What about defined contribution? Won't that have an effect on health costs?
A switch to a defined contribution will certainly do a lot to reduce small employers' cost exposure. But only by shifting the cost burden to employees, and making hyper-inflation their problem.
The myth of defined contribution is that employers will pass along a portion of the savings they experience by capping their own expenditures with their employees in the form of higher wages, which employees might use to pay for their share of health premiums. By and large, this won't happen.
The best example of why not is the proliferation of high-deductible health plans. The myth of HDHP's is that employers would establish partially-employer-funded Health Savings Accounts to enable their workers to cover their deductibles. Only about ten percent of small employers did this; the rest just saved the money.
And while defined contribution models are fine for large, self-insured employers...whose costs are lower to start with, and whose relationships with employees is largely...statistical...small employers tend to have personal relationships with their workers. Most (not all) understand that their employees are only a medical disaster from financial ruin. They see just unloading their problem on their workers not just as worrisome, but as an idea that can jump up and bite them, especially if their employees under-insure or, worse, take the employer contribution and pocket it.

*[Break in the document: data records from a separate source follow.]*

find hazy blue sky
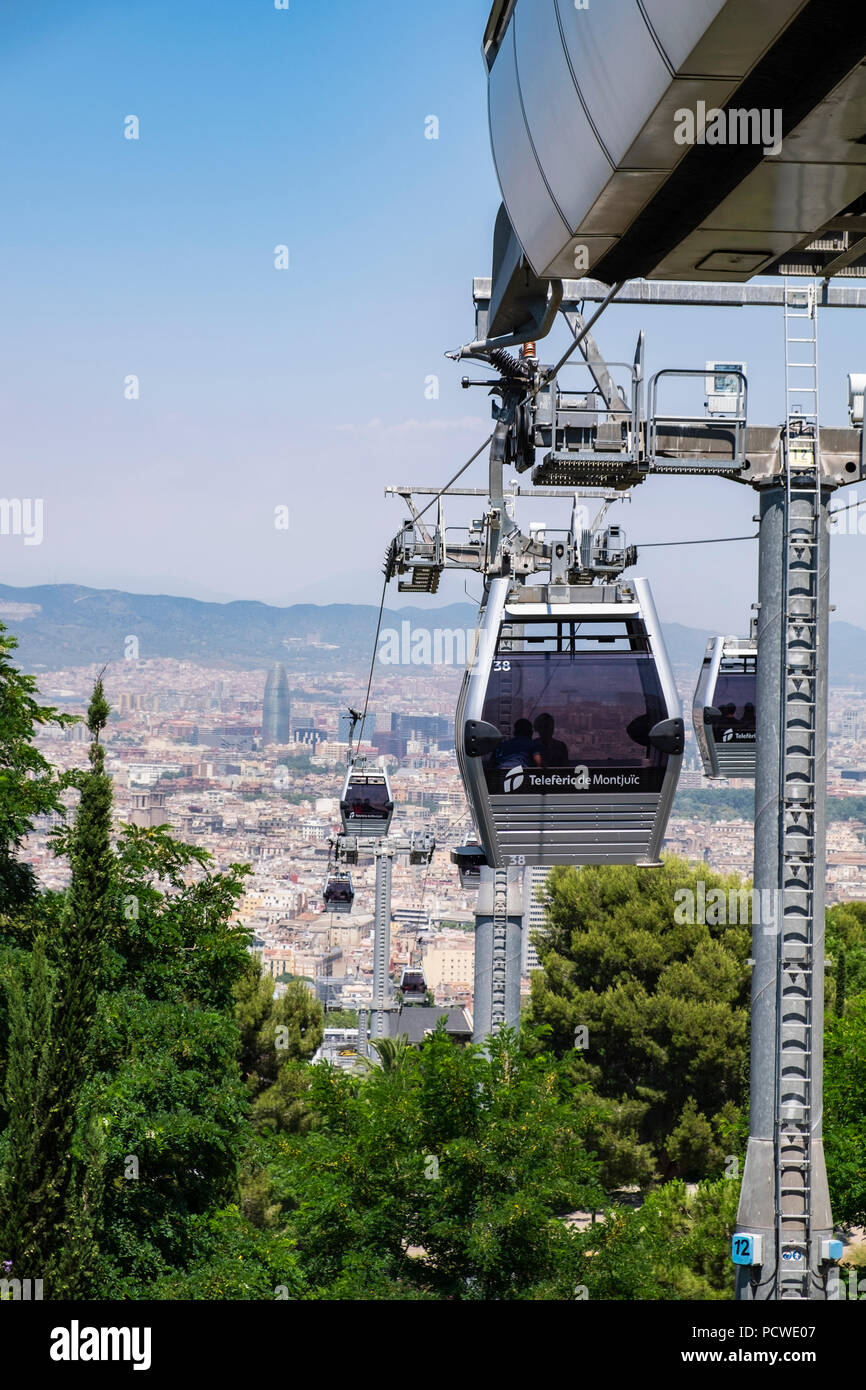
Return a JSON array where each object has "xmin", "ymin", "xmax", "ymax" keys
[{"xmin": 0, "ymin": 0, "xmax": 866, "ymax": 630}]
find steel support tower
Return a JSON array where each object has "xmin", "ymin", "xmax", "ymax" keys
[{"xmin": 737, "ymin": 286, "xmax": 833, "ymax": 1300}]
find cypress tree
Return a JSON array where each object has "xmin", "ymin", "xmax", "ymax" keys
[
  {"xmin": 835, "ymin": 951, "xmax": 848, "ymax": 1019},
  {"xmin": 0, "ymin": 678, "xmax": 114, "ymax": 1298}
]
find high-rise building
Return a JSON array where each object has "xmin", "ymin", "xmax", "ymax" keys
[{"xmin": 261, "ymin": 662, "xmax": 292, "ymax": 745}]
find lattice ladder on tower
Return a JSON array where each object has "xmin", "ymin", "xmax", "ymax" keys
[{"xmin": 776, "ymin": 284, "xmax": 822, "ymax": 1298}]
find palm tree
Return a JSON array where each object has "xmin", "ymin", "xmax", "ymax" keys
[{"xmin": 370, "ymin": 1036, "xmax": 413, "ymax": 1076}]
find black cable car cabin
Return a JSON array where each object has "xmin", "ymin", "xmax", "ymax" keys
[
  {"xmin": 322, "ymin": 873, "xmax": 354, "ymax": 912},
  {"xmin": 450, "ymin": 835, "xmax": 487, "ymax": 888},
  {"xmin": 692, "ymin": 637, "xmax": 758, "ymax": 777},
  {"xmin": 339, "ymin": 765, "xmax": 393, "ymax": 840},
  {"xmin": 456, "ymin": 578, "xmax": 684, "ymax": 867},
  {"xmin": 400, "ymin": 965, "xmax": 427, "ymax": 1004}
]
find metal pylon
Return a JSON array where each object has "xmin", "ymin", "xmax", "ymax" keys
[
  {"xmin": 370, "ymin": 840, "xmax": 393, "ymax": 1038},
  {"xmin": 774, "ymin": 285, "xmax": 826, "ymax": 1298}
]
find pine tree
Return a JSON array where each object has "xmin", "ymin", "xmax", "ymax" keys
[{"xmin": 0, "ymin": 623, "xmax": 76, "ymax": 913}]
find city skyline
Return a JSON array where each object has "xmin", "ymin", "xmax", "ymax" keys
[{"xmin": 0, "ymin": 0, "xmax": 866, "ymax": 632}]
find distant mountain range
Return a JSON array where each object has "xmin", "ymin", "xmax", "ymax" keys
[{"xmin": 0, "ymin": 584, "xmax": 866, "ymax": 684}]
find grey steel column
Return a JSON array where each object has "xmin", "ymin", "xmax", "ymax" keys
[
  {"xmin": 737, "ymin": 487, "xmax": 785, "ymax": 1300},
  {"xmin": 737, "ymin": 487, "xmax": 833, "ymax": 1300},
  {"xmin": 473, "ymin": 869, "xmax": 523, "ymax": 1043},
  {"xmin": 370, "ymin": 841, "xmax": 392, "ymax": 1038},
  {"xmin": 357, "ymin": 1009, "xmax": 370, "ymax": 1056},
  {"xmin": 810, "ymin": 492, "xmax": 835, "ymax": 1300}
]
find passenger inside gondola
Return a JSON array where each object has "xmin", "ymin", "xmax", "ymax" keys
[
  {"xmin": 491, "ymin": 719, "xmax": 532, "ymax": 769},
  {"xmin": 325, "ymin": 878, "xmax": 354, "ymax": 902},
  {"xmin": 349, "ymin": 784, "xmax": 388, "ymax": 820},
  {"xmin": 524, "ymin": 714, "xmax": 569, "ymax": 767}
]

Most small employers will not be subject to the mandate, but most suspect that, in the face of trouble, their employees, or their employees' lawyers, or, worse yet, the IRS, will be calling the business owner first.

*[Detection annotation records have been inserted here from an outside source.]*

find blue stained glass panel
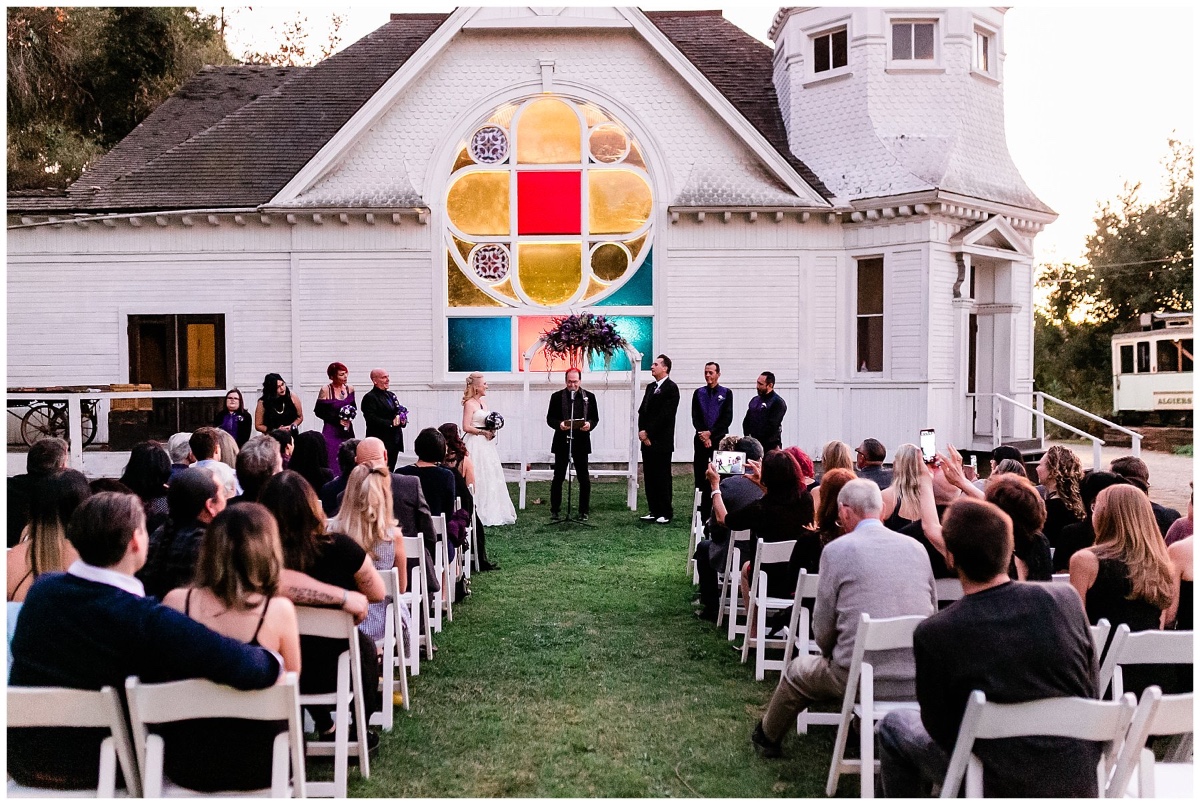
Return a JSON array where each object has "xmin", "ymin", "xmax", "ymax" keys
[
  {"xmin": 588, "ymin": 316, "xmax": 654, "ymax": 371},
  {"xmin": 596, "ymin": 248, "xmax": 654, "ymax": 307},
  {"xmin": 446, "ymin": 317, "xmax": 508, "ymax": 371}
]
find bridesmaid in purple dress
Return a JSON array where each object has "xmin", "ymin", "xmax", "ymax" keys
[{"xmin": 313, "ymin": 362, "xmax": 359, "ymax": 478}]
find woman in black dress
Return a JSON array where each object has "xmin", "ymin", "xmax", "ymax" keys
[{"xmin": 254, "ymin": 374, "xmax": 304, "ymax": 433}]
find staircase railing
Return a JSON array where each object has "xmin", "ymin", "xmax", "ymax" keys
[{"xmin": 1033, "ymin": 391, "xmax": 1141, "ymax": 460}]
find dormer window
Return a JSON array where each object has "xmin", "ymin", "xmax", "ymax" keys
[
  {"xmin": 892, "ymin": 20, "xmax": 936, "ymax": 61},
  {"xmin": 812, "ymin": 28, "xmax": 847, "ymax": 73}
]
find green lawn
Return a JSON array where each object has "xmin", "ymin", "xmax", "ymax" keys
[{"xmin": 348, "ymin": 476, "xmax": 858, "ymax": 798}]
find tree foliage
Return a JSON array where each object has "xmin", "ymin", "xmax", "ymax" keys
[
  {"xmin": 7, "ymin": 7, "xmax": 233, "ymax": 190},
  {"xmin": 1033, "ymin": 139, "xmax": 1194, "ymax": 424}
]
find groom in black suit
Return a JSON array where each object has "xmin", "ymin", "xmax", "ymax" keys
[
  {"xmin": 546, "ymin": 368, "xmax": 600, "ymax": 521},
  {"xmin": 637, "ymin": 354, "xmax": 679, "ymax": 524}
]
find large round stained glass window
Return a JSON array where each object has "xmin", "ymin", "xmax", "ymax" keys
[{"xmin": 445, "ymin": 95, "xmax": 654, "ymax": 308}]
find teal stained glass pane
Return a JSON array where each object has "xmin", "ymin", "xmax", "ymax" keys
[
  {"xmin": 446, "ymin": 317, "xmax": 508, "ymax": 371},
  {"xmin": 596, "ymin": 248, "xmax": 654, "ymax": 307},
  {"xmin": 588, "ymin": 316, "xmax": 654, "ymax": 371}
]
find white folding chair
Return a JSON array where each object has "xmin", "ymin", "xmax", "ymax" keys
[
  {"xmin": 401, "ymin": 534, "xmax": 436, "ymax": 676},
  {"xmin": 934, "ymin": 578, "xmax": 962, "ymax": 608},
  {"xmin": 296, "ymin": 606, "xmax": 371, "ymax": 798},
  {"xmin": 1088, "ymin": 617, "xmax": 1112, "ymax": 661},
  {"xmin": 433, "ymin": 514, "xmax": 457, "ymax": 634},
  {"xmin": 1106, "ymin": 686, "xmax": 1195, "ymax": 798},
  {"xmin": 742, "ymin": 539, "xmax": 796, "ymax": 682},
  {"xmin": 826, "ymin": 614, "xmax": 925, "ymax": 798},
  {"xmin": 1100, "ymin": 623, "xmax": 1192, "ymax": 701},
  {"xmin": 716, "ymin": 530, "xmax": 750, "ymax": 642},
  {"xmin": 8, "ymin": 686, "xmax": 142, "ymax": 798},
  {"xmin": 686, "ymin": 488, "xmax": 704, "ymax": 584},
  {"xmin": 942, "ymin": 690, "xmax": 1136, "ymax": 798},
  {"xmin": 125, "ymin": 673, "xmax": 306, "ymax": 798},
  {"xmin": 370, "ymin": 566, "xmax": 413, "ymax": 731}
]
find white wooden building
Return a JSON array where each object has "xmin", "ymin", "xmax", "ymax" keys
[{"xmin": 7, "ymin": 7, "xmax": 1055, "ymax": 461}]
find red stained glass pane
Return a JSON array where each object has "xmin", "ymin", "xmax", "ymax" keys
[{"xmin": 517, "ymin": 170, "xmax": 582, "ymax": 234}]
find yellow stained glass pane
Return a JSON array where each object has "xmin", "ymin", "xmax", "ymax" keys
[
  {"xmin": 517, "ymin": 97, "xmax": 581, "ymax": 164},
  {"xmin": 588, "ymin": 125, "xmax": 629, "ymax": 164},
  {"xmin": 583, "ymin": 276, "xmax": 608, "ymax": 301},
  {"xmin": 517, "ymin": 242, "xmax": 583, "ymax": 307},
  {"xmin": 588, "ymin": 170, "xmax": 650, "ymax": 234},
  {"xmin": 625, "ymin": 143, "xmax": 646, "ymax": 170},
  {"xmin": 187, "ymin": 324, "xmax": 217, "ymax": 388},
  {"xmin": 446, "ymin": 252, "xmax": 504, "ymax": 307},
  {"xmin": 625, "ymin": 232, "xmax": 650, "ymax": 262},
  {"xmin": 446, "ymin": 170, "xmax": 509, "ymax": 234},
  {"xmin": 492, "ymin": 276, "xmax": 520, "ymax": 301},
  {"xmin": 592, "ymin": 242, "xmax": 629, "ymax": 282}
]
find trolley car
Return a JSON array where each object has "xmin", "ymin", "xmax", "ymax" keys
[{"xmin": 1112, "ymin": 312, "xmax": 1193, "ymax": 426}]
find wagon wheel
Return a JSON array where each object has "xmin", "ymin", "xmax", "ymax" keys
[{"xmin": 20, "ymin": 402, "xmax": 67, "ymax": 446}]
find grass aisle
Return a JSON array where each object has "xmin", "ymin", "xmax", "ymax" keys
[{"xmin": 350, "ymin": 478, "xmax": 840, "ymax": 798}]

My small business owner friends saw defined contribution as a short-term band-aid that simply sets the table for trouble down the road.

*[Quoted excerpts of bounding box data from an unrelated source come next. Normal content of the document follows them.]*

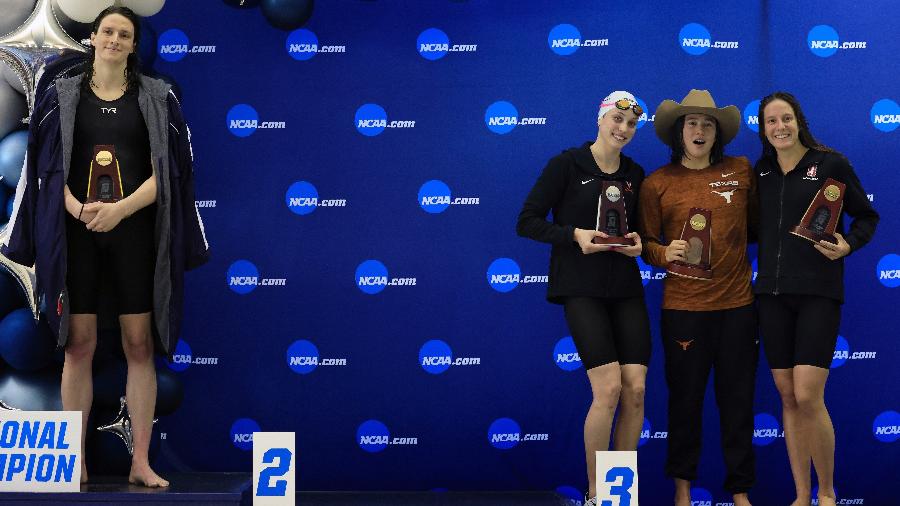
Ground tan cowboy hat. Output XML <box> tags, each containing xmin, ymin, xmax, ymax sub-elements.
<box><xmin>654</xmin><ymin>90</ymin><xmax>741</xmax><ymax>146</ymax></box>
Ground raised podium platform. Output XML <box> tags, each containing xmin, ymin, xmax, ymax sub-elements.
<box><xmin>0</xmin><ymin>473</ymin><xmax>251</xmax><ymax>506</ymax></box>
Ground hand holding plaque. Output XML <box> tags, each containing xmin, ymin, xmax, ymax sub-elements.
<box><xmin>85</xmin><ymin>144</ymin><xmax>123</xmax><ymax>204</ymax></box>
<box><xmin>668</xmin><ymin>207</ymin><xmax>712</xmax><ymax>280</ymax></box>
<box><xmin>591</xmin><ymin>181</ymin><xmax>635</xmax><ymax>246</ymax></box>
<box><xmin>791</xmin><ymin>178</ymin><xmax>847</xmax><ymax>244</ymax></box>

Won't health exchanges do something to reduce health costs?
I've written before that, properly organized and operated, health exchanges could do a lot to empower purchasers by aggregating demand and increasing purchasing power through effective administration and negotiation.
Haven't seen too many "active purchaser" exchange models yet. The Massachusetts Connector has certainly improved access for folks in that state, but hasn't had an appreciable effect on price increases.
And as of today, the vast majority of states have yet to begin seriously organizing their health exchanges; in fact, about 26 states have basically refused, for political and budgetary reasons, to consider getting into the exchange business. Most of these "hell, no, we won't go" states have Republican governors and legislatures.
It does strike me, a non-politician, as odd that these state leaders, proclaiming so loudly against federal interference in their health care systems, would default on the development of their own exchanges and create the scenario for a massive federal takeover of their health systems through the formation of a gigantic federal health exchange.
Maybe they're all expecting a Romney victory in November to make this issue go away.
But what if they guess wrong?
That's a damned fine question.
If they guess wrong, and President Obama is re-elected, I expect we'll see the Administration issuing waivers to states to give them more time to build their own exchange plans. So the "drop-dead date" for the formation of health exchanges will slip from January, 2014 to 2015 or later.
None of this should leave small business owners hopeful for long-term price relief any time soon. And yet, despite the confusion, the health insurance environment for small businesses hasn't really changed all that much. After all, if you've been swallowing 15-25 percent per year increases for the last 15 years, can it really get worse?